Tutorial Windows: How to Track and Monitor Every System Change in Windows
Simply having an antivirus installed on your Windows PC doesn’t mean it’s completely safe, especially with all the various threats that lurk in every corner of the Internet. Sometimes, taking matters into your own hands is the best solution.
Whenever an application is installed on your computer, it makes some changes to your system so that it can perfectly run alongside other components or programs that are already there. Some might have a huge impact on functionality and stability, which can lead to overall failure, and this is one scenario an antivirus stands no chance against.
However, there’s the possibility of taking snapshots of your computer’s configuration at the point where you consider it’s stable, and then compare it with newer snapshots to see what changes were made, and where.
There isn’t a Windows default feature to handle this task, but there is a utility developed by Microsoft in this regard. Needless to say that there are also some alternatives, and we’re going to see how they can be used.
The Microsoft solution
Named Windows System State Monitor, the application is capable of keeping an eye on certain areas of your computer, such as the file system, registries, services, and drivers. Once monitoring is started, changes are detected, so you can take action and prevent any suspicious programs from infiltrating your PC.
|Part 1: Windows System State Monitor|
The first thing you need to do is go grab the application for the right architecture. Don’t get fooled by the name, because the component of interest is inside the bundle. You can find the download links below.
|–> Server Logo Program Software Certification Tool x86 <–|
|–> Server Logo Program Software Certification Tool x64 <–|
Once installed, look for the Windows System State Monitor executable and launch it. A small window needs to appear, showing computer and user name, the operating system (and yes, it works with Windows 10 too), as well as current date/time.
Depending on what you want to monitor, several areas can be selected. As mentioned above, a simple mouse click is enough to check or remove them from the list. When you’re ready, hit the Start Monitoring button.
All that’s left to do now is minimize the application and go on with whatever it is you were doing. Every change in the selected areas is tracked until you decide to Stop Monitoring. In the end, there’s the possibility of pressing Create Report, with various logs and an HTML file saved to a custom location.
Note that every change to your computer in the monitoring interval is tracked, so it’s best to only focus on a single task if you’re really looking to catch specific changes to your system.
|Part 2: Windows System State Analyzer|
But wait, there’s more! The package also deploys a Windows System State Analyzer component, which is used in the same regard, but this one is for the long shot. In other words, the analyzer is used to compare two snapshots taken at different times.
If you don’t already have a snapshot of your computer, and you probably don’t, the first step is to take one. Don’t just rush to press the Start button unless you want the whole system to be analyzed, which can take a considerable amount of time.
Access the Tools menu to go to Options. There, remove the right panel items you don’t want to be scanned, or add those you want from the left panel. Hit Apply and OK to confirm. Back in the main window, there’s the possibility of choosing a Snapshot Name for easy identification, and it can be Pre install, Post install, Pre configuration, Post configuration, Post primary functionality, Uninstall, or even Custom.

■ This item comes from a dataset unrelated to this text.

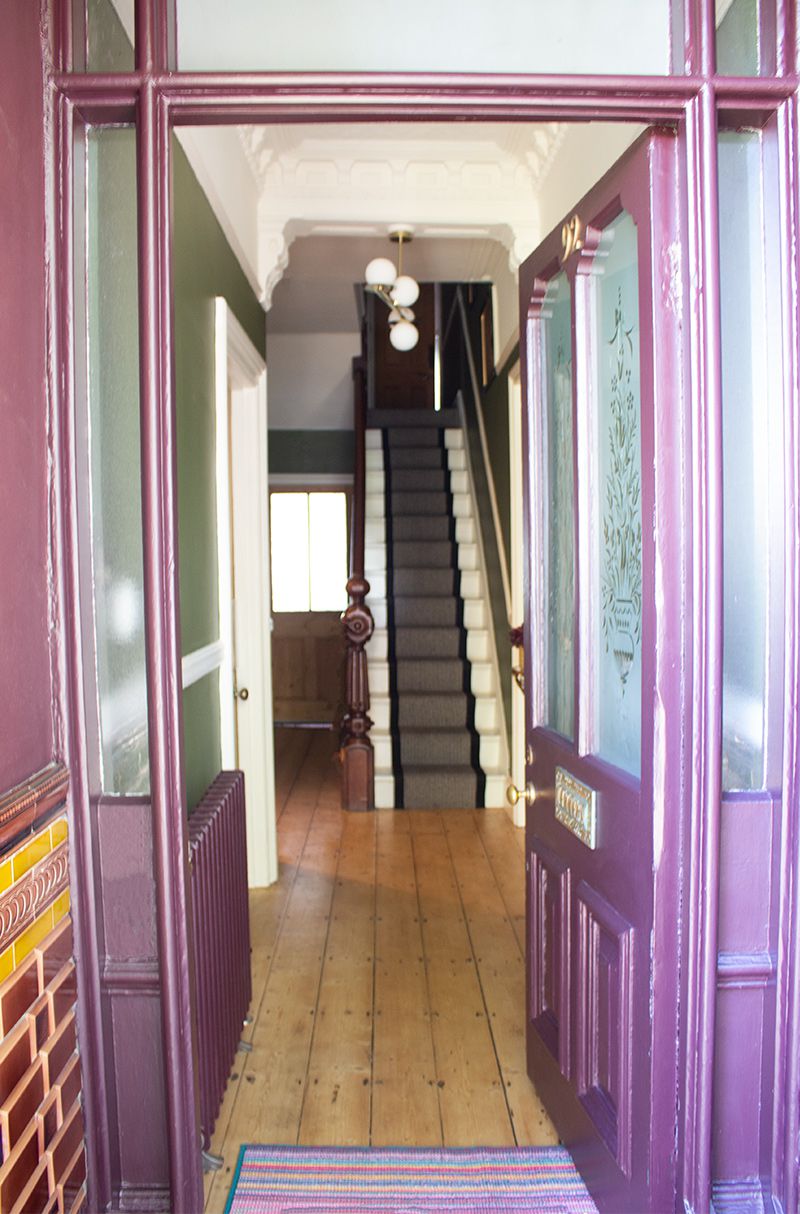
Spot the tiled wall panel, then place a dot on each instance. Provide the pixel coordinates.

Press the Start button so the snapshot is taken. Then, perform all operations you need, and take another snapshot with the same options. When you have the two BIN files, load one in each of the two panels of the System State Analyzer main window, and hit Compare. Once the application processes your request, and saves the log file, it’s automatically opened in your default viewer.

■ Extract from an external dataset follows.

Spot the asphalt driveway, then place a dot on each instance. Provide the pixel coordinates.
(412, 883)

Note: The utility is also capable of tracking removed items, just in case you notice something’s missing. That’s why it’s good to have a snapshot of the whole system with its normal functioning state, so you can later on compare it to others.

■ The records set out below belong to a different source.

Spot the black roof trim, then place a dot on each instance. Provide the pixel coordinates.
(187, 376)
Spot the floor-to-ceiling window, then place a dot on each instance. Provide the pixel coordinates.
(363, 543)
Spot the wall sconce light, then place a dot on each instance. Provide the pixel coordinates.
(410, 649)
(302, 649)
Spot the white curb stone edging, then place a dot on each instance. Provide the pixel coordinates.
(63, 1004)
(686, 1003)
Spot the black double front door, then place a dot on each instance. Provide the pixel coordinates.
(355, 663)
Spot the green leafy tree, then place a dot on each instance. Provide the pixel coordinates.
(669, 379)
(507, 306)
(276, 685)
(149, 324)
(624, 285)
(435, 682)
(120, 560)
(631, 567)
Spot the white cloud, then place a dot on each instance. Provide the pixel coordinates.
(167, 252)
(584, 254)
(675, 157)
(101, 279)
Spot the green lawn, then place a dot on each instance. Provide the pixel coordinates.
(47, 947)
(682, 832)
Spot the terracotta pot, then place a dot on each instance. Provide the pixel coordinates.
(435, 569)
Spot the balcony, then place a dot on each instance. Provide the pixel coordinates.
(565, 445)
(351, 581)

The third-party alternatives
|Designed with a similar concept in mind, this application takes a more professional approach to the situation. In other words, it makes it much easier to monitor areas of your system, with real-time notification of changes, and possibility of taking action on existing items. As such, you get to keep an eye on Startup Programs, Delayed Start, Scheduled Tasks, Services, Active Tasks, Cookies, File Types, Hidden Files, Recent, System Registry, and more. Download and info here.|
|In case you’re only interested in files, this small application is capable of detecting even the slightest change in files. It lets you pick a folder to monitor, choose file types to exclude, and even have a report generated in the end. As you can see, it immediately started detecting all temp frames created for the recording below, all this done in real time. You can get it here.|
If you know you’re practically working in the no man’s land of the virtual world, it’s best to be equipped with more than just an antivirus or active firewall. These aren’t the only solutions though, as you can install an application in a sandbox virtual environment, and even an entire operating system in a virtual machine.